When compared to broader social protection measures, political incentives to introduce targeted benefits are definitely few. As a matter of fact, potential beneficiaries of non-contributory policies are known to have limited political resources: material needs hinder the probability to engage permanently in political action. Moreover, would-be beneficiaries form a very heterogeneous group of individuals characterized by different biographies, diverse interests and a wide range of identities and belief systems – all factors that limit their mobilization potential. The selective nature of residual anti-poverty safety nets, combined with socio-demographic characteristics that make recipients’ propensity to vote significantly lower than average, decreases also the electoral incentives to introduce these programs. Furthermore, social assistance may also be viewed with suspicion by trade unions – especially in periods when social insurance benefits introduced during the Golden Age are frequently under attack – because they are not specifically directed to their membership (i.e. standard workers, commonly defined as “insiders”).

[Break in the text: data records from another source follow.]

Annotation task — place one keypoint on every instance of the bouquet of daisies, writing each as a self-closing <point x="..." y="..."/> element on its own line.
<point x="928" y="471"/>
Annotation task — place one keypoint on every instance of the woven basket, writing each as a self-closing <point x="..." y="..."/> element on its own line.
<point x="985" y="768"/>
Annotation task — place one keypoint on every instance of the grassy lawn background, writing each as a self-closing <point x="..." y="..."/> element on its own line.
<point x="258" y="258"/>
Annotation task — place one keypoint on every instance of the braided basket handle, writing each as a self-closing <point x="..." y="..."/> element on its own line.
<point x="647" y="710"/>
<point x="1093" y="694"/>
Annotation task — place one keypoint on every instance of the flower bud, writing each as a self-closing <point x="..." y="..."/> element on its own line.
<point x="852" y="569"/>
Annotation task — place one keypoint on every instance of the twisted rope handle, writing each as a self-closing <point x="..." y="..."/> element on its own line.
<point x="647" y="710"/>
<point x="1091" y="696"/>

Against this background, in the last two decades targeted “pro-outsider” social assistance benefits have been introduced both in Latin America and in Southern Europe. Given the growing competition among social groups for declining social policy resources, how can we explain this expansion in a field characterized by the scant political resources of would-be beneficiaries?

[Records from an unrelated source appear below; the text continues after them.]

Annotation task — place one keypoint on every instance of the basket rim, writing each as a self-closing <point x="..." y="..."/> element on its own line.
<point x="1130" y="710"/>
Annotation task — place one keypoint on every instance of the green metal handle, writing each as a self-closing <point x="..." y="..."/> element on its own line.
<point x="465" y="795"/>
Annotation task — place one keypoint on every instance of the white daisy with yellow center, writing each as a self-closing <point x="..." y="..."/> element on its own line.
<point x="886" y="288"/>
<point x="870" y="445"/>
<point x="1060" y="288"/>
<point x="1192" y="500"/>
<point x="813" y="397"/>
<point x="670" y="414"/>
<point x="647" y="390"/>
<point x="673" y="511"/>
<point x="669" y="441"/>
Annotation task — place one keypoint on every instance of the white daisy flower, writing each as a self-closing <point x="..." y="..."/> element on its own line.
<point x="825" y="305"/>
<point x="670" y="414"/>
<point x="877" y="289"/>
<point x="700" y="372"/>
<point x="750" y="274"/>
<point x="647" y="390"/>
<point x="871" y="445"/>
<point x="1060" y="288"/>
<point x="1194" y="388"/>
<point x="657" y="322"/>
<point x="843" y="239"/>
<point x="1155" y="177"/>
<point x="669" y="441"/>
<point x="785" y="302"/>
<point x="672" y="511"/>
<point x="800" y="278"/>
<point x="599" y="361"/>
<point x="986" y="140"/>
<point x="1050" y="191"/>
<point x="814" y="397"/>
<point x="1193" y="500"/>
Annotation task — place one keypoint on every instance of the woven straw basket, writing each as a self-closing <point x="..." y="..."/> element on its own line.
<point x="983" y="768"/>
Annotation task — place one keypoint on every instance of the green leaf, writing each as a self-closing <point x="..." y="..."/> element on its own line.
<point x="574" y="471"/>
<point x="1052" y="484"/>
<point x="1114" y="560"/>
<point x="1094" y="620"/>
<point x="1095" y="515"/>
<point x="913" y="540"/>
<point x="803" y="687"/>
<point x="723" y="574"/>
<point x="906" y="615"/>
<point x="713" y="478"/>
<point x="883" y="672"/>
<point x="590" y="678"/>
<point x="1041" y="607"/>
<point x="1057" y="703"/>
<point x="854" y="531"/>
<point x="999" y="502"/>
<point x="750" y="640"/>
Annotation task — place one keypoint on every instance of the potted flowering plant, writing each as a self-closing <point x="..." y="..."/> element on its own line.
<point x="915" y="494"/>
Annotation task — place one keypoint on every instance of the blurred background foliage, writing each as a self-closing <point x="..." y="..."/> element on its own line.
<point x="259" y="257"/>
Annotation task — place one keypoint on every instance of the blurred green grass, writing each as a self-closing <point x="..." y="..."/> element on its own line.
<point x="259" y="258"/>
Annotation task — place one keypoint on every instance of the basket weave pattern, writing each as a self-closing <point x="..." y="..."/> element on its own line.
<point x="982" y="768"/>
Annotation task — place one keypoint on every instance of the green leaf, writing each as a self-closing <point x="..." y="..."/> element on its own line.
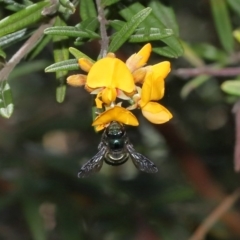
<point x="126" y="31"/>
<point x="26" y="68"/>
<point x="61" y="93"/>
<point x="67" y="4"/>
<point x="2" y="53"/>
<point x="89" y="24"/>
<point x="60" y="53"/>
<point x="78" y="54"/>
<point x="67" y="65"/>
<point x="106" y="3"/>
<point x="14" y="37"/>
<point x="210" y="52"/>
<point x="87" y="9"/>
<point x="40" y="46"/>
<point x="15" y="6"/>
<point x="33" y="218"/>
<point x="116" y="24"/>
<point x="193" y="84"/>
<point x="165" y="14"/>
<point x="223" y="24"/>
<point x="70" y="32"/>
<point x="191" y="56"/>
<point x="22" y="19"/>
<point x="235" y="5"/>
<point x="152" y="34"/>
<point x="6" y="103"/>
<point x="173" y="46"/>
<point x="231" y="87"/>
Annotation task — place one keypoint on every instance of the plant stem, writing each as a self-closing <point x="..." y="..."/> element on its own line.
<point x="24" y="50"/>
<point x="103" y="31"/>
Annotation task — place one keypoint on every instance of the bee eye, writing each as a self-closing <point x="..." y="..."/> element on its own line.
<point x="116" y="144"/>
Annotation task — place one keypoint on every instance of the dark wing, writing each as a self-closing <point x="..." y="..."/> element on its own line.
<point x="93" y="165"/>
<point x="141" y="162"/>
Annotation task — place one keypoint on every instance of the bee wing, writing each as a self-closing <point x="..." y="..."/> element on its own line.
<point x="93" y="165"/>
<point x="141" y="162"/>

To answer this question, the article compares the introduction of targeted benefits in Italy and Argentina. Non-contributive income transfers have traditionally lagged behind either in Southern Europe and in Latin America. Following the Bismarckian path, both welfare states have been originally structured in order to protect, mainly on a contributory basis, male breadwinner workers and their families. On the contrary, social programs benefitting the so-called labour market “outsiders” were scarcely developed. Yet – also as a reaction of country specific financial and economic crisis – in the last decades targeted benefits have been introduced. More specifically, Italy has recently launched a minimum income scheme called Reddito di Inclusione Sociale (Inclusion Income) while Argentina adopted the Plan Jefas y Jefes de Hogares Desocupados (Unemployed Heads of the Households Program) and the Asignación Universal por Hijo (Universal Child Allowance).

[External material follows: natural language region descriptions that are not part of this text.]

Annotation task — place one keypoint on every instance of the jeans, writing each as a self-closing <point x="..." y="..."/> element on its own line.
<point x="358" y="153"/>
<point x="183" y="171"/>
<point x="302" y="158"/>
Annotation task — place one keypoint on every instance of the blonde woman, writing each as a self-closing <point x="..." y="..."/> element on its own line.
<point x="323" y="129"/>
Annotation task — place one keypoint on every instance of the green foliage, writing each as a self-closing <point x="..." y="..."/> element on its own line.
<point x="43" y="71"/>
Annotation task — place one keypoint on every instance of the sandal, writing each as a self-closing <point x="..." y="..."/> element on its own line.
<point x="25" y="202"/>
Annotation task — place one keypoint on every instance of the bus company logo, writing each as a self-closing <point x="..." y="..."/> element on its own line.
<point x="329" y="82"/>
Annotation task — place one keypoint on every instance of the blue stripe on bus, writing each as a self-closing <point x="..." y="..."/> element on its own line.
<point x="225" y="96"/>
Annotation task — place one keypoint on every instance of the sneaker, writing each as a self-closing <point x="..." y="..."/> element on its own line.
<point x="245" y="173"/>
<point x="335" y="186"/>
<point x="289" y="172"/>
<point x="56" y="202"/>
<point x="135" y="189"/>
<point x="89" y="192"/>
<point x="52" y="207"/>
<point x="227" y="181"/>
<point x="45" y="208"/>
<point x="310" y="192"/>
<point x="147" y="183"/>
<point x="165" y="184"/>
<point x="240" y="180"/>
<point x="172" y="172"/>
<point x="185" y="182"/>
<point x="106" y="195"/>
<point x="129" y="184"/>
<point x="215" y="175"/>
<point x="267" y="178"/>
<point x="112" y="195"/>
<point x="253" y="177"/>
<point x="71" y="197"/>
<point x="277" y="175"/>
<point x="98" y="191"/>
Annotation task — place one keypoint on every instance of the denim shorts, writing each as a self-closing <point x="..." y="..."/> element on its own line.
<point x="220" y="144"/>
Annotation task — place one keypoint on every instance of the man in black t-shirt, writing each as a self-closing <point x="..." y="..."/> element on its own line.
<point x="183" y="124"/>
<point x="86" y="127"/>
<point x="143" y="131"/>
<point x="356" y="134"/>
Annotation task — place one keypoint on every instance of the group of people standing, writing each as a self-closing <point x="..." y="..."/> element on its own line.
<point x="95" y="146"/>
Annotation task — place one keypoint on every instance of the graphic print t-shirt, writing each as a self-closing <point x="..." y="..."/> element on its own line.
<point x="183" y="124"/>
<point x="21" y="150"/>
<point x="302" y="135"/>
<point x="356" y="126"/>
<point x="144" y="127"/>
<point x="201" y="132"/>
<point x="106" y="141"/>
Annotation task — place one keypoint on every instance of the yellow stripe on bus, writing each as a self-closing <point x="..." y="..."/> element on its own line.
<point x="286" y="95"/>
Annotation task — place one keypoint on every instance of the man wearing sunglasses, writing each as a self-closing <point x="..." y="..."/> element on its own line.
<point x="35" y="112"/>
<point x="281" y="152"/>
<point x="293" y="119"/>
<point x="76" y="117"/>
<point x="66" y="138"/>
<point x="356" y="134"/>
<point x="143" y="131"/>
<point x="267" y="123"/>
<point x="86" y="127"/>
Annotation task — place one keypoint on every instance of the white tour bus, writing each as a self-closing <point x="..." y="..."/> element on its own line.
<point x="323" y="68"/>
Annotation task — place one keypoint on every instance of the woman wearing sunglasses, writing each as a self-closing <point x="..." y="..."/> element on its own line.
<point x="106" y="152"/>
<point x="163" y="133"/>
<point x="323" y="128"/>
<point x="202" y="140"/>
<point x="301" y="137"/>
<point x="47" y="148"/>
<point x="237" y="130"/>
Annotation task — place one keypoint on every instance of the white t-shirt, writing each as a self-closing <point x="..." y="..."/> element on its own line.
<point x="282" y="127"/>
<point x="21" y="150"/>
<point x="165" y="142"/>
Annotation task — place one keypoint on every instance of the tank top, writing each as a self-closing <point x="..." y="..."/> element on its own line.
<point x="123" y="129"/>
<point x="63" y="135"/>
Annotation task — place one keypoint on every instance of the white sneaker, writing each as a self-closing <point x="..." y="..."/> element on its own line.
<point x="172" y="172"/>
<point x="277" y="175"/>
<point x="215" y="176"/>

Through an in-depth comparative analysis of the political process built on a process-tracing methodology, the paper shows that, in the shadow of a different configuration of contextual factors (functional pressures, policy legacy and external pressures), the ability to build pro-outsider coalitions may hinge on the willingness of trade unions to reach out to new constituencies and redistributive demands. Beside the comparison of two different geographical areas – though not so different in terms of welfare state configuration - the main contribution of this work is the focus on the politics of social assistance / conditional cash transfers, and in particular on the role of organized labour in relations to non-contributory measures, which has been long denied in the empirical literature and that current theories have failed to disentangle completely.